If a company like Microsoft stores emails in data centers located abroad, are those emails out of the reach of U.S. prosecutors?
That was the question before the U.S. Supreme Court this week. The case involves a warrant the Drug Enforcement Administration obtained under the authority of the 1986 Stored Communications Act. The DEA was after the emails of a drug trafficking suspect. Microsoft, however, has those emails stored in a data center in Ireland. It argues that Stored Communications Act warrants can’t be applied in other countries and refuses to turn over the emails.
A federal appeals court agreed with Microsoft. In 2016, the 2nd Circuit Court of Appeals said that these warrants only apply domestically. Unfortunately for the DEA, that ruling is hampering its ability to get its hands on email evidence stored in any of Microsoft’s data centers, which are located in 40 countries. Furthermore, other tech companies such as IBM, Apple, Verizon, Amazon and Google have come down on Microsoft’s side.

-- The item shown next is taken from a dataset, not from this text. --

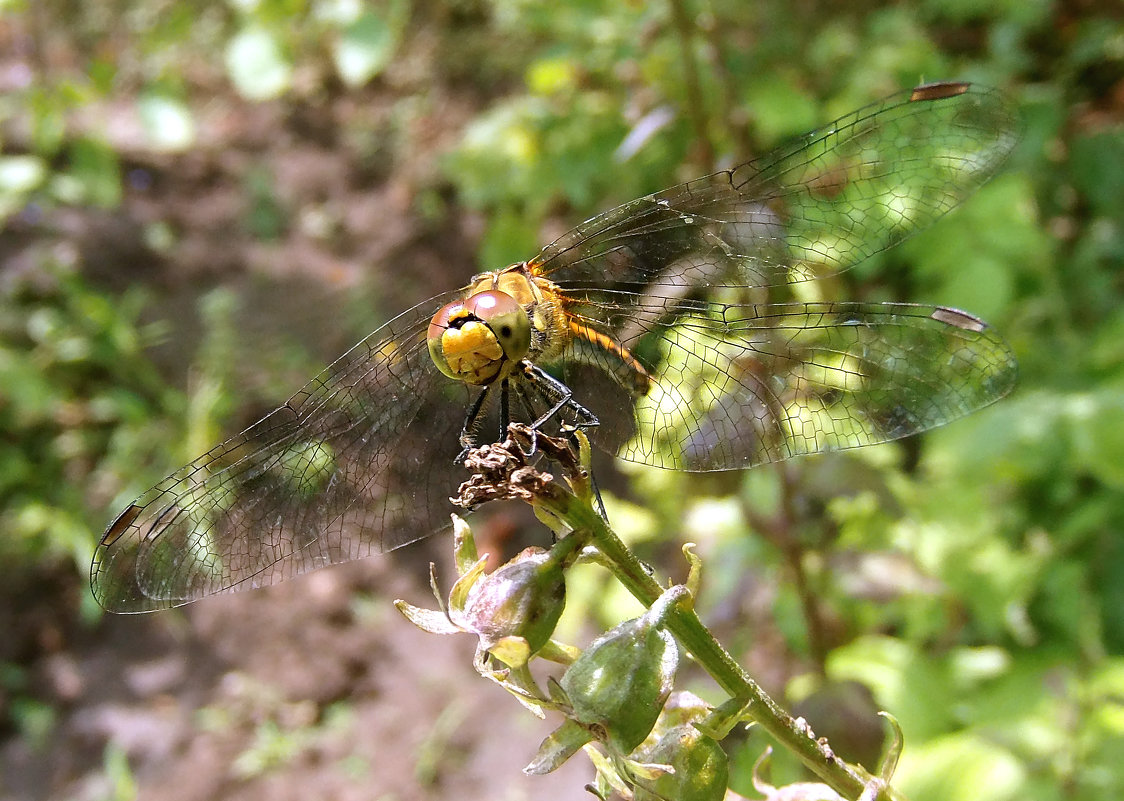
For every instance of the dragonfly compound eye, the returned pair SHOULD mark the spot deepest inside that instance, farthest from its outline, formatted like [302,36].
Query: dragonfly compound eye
[480,338]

Everyone involved in the case, including the Supreme Court justices, agrees that the Stored Communications Act is out of date. In 1986, email itself was largely unknown and cloud storage wasn’t even imagined. The best solution would be for Congress to update the law, but there is no guarantee that will happen in a timely fashion. In the meantime, the administration wants to get hold of emails stored on Microsoft servers abroad. Can they?
The Department of Justice argued that it’s a simple matter of directing a computer operator in Redmond, Washington, to retrieve the emails from Ireland. The warrant doesn’t actually have to apply abroad.
Microsoft responded that the process involves activity within Ireland’s sovereign borders. Even though a robot would do the work, the emails would run “through Ireland on hard wires and then over the Atlantic.”
The DOJ argued that Microsoft is itself responsible for the emails being stored in Ireland and could easily make a business decision to move them back to the U.S.
Microsoft said that it’s not chance that located the emails abroad. The customer whose emails are at issue told the company when he signed up for his account that he was based in Ireland. If that is true, the U.S. government may be seeking evidence located on Irish soil for a case against an Irish national.
Should the U.S. government have the authority to obtain evidence located anywhere in the world simply because a U.S. company has the technical ability to access it? Or should the government be required to work with international law enforcement or with the foreign government involved?